Sometimes that tailoring meant shifting languages. One speech in Quebec was entirely in French — a language that seemed to present at least a minor challenge to the prince, who good-naturedly appealed for patience with his accent. In the Northwest Territories, he tried his hand at a couple of aboriginal greetings.
Ciara Hunt, a royal expert and a commentator for CBC during the royal visit, says each of William's speeches was "strategically focused."
'Emotional, heartfelt speech'
For example, on Canada Day, in Ottawa, the speech touched on his grandparents, but also introduced his wife, Kate, to Canada, and mentioned her ties to Alberta through her grandfather, who trained there as a pilot during the Second World War.
"That was a very emotional, heartfelt speech where he spoke of how they both wanted to come here for a long time because of her grandfather," said Hunt. "You could actually see Catherine was very touched by that."
That speech was made on a day that also had personal significance for William. July 1 would have been the 50th birthday of his mother, Diana, the late Princess of Wales. He didn't mention the anniversary, and Hunt hadn't expected him to. But she expected it would be on his mind.

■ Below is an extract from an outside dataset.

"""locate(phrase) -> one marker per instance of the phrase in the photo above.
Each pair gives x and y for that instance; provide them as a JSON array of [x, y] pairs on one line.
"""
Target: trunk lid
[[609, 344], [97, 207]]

"He did speak a lot about families, about bringing them together, the armed forces and their families and how they must be dealing with that," said Hunt. "You could tell how he had a focus on family but at the same time he didn't address an issue that was private to him."

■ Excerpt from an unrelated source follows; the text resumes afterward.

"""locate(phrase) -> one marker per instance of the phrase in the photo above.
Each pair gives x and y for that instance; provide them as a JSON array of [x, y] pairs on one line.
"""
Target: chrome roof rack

Novis, who teaches at the University of Toronto and whose company trained speakers from the organizing committee for the 2010 Winter Olympics in Vancouver, considers William to be a good communicator and a "very authentic" speaker.
"I think he's a young man who is very comfortable with himself and the times that he lives in," she said. "He seems to reflect an openmindedness and a very contemporary sensibility."
More eye contact
There were no stuffy words in the speeches, and they didn't go on too long. "The language was pitched to ordinary folk," says Novis. "It wasn't an elevated tone."
Personal anecdotes, whether referring to his grandmother (the Queen) or Kate's grandfather, also helped the addresses.
"Personal anecdotes always work very well in speeches," says Novis.
Overall, William left the impression of being very complimentary to anyone he spoke to, she said. "I thought he became more confident as he went along," reading the audience better, and pausing when they clapped.
If Novis had any suggestions for the prince as he continues his royal speaking duties, it would be to practise reading from texts and increase the length of time he keeps his eyes on his audience, making that direct connection.
"Going forward, I'm sure he will become much more masterful."
The image below shows about 60 of the most frequently used words from William's speeches in Ottawa, Quebec City, Charlottetown, Yellowknife and Calgary. The more often a word was used, the larger it appears in the image. Many common words do not appear. The word cloud was created using tagxedo.com
The largest word, Canada, appears 26 times. Other frequent words were Canadian (12 times), merci (10 times) and Catherine (eight).